Accidents like this have not knocked Lydia. “Missing the race due to that incident made me even more determined to do well in the next round,” she says. “I’m sure I’ll be learning more in 2019, but I do think last year has put us in a good place for a really good season.”
It is this determination that has seen Lydia appointed as a brand ambassador for Morris Lubricants. Approaching them at the Autosport International show a few years ago, the Lubricants specialist now features heavily on the Mini Lydia races on tracks around the UK.
Morris Lubricants have been amazing; they are so supportive. They are such a big company as well, and it is fantastic to be associated with them. I appreciate their support. I’ve only been with them for a year, but in that time, they’ve done so much for me, and they seem really interested in motorsport as well, which is fantastic.
“We had the Mini on their stand at Autosport International in 2019, and we’ve wrapped it this year, so the name appears across the side of the car, a great advertising space.
“A lot of what I do is advertising their products. We use their lubricants in our car, and they allow us to perform excellently and without fault. We do a lot of social media for them, as we do for all our sponsors, but Morris Lubricants have got so many fantastic products for all different types of vehicle. So, it’s good to be able to promote their brand.”
Morris Lubricants to are pleased with the work Lydia does for them, and happy to see her gaining more experience as she looks to progress through the motorsport ranks.
“Lydia has been a shining example to all young motorists who want to achieve. She works tirelessly not only on the track but as an ambassador for Morris Lubricants as well, which is why we are delighted to continue working with her,” says Andrew Simms, Marketing Executive.
“As a young lady that not only has her racing to think about but also her education as well it is great to see such dedication and focus when others might falter.”
This year Lydia is hoping to be challenging at the front in the Cooper Pro Championship, having achieved a 9th place overall in her debut year. “There’s a lot of new people this year joining the championship, so it’s difficult to judge how competitive we will be next to everyone else, but I think our last year has put us in great steed for this season.
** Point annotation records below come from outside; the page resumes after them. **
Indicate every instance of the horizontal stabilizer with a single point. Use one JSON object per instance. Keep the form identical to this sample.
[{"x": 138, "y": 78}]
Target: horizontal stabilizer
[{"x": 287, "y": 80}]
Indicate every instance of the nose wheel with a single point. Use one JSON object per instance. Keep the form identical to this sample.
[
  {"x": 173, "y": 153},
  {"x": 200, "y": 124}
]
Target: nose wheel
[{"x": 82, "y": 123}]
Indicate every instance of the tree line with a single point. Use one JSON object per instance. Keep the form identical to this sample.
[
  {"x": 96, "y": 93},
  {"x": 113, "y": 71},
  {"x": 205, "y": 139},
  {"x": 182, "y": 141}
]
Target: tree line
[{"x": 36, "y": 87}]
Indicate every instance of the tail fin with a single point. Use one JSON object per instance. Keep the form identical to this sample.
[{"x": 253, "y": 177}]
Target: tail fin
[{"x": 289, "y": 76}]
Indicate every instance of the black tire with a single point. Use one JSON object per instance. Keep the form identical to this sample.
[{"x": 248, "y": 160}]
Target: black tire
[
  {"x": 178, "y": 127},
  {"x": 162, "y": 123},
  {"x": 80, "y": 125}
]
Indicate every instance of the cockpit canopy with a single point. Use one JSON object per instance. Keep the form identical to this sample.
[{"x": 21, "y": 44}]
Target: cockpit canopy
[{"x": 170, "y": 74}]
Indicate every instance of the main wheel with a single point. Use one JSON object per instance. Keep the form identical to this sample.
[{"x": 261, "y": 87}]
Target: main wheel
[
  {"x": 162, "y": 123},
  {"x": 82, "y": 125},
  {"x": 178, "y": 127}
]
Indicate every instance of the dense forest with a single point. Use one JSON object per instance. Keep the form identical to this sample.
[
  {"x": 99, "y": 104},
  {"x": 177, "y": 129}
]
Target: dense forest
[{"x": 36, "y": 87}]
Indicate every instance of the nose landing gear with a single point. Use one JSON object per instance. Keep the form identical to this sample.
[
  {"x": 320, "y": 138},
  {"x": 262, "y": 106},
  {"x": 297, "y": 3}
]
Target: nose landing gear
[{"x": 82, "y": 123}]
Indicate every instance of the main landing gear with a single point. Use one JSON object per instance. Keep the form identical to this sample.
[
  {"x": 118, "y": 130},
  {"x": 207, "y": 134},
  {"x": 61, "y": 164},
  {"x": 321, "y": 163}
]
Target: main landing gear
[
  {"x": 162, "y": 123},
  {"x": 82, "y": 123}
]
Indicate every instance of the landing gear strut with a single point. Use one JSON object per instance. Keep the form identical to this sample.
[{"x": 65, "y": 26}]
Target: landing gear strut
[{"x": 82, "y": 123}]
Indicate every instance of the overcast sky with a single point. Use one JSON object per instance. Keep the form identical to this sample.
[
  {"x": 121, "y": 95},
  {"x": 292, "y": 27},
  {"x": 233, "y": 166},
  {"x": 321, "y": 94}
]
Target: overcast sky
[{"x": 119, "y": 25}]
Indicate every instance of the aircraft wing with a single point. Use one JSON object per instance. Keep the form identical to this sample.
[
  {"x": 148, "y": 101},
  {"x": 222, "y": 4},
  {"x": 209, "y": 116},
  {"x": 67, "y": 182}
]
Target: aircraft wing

I want to be on the podium and right at the front,” she says.
The young racer also hopes to be an inspiration for others, especially women, who are looking for a career in motorsport. “There is not a lot of women in motorsport especially so perhaps if I can show that a woman can get to the top doing both the driving and other aspects then that would be great. It’s fantastic to see so many women starting to come through but it’s not enough, to be honest, and I think sometimes people don’t think they can get into motorsport, and don’t know how. So, if they can see someone doing it and doing it well then that would be great.”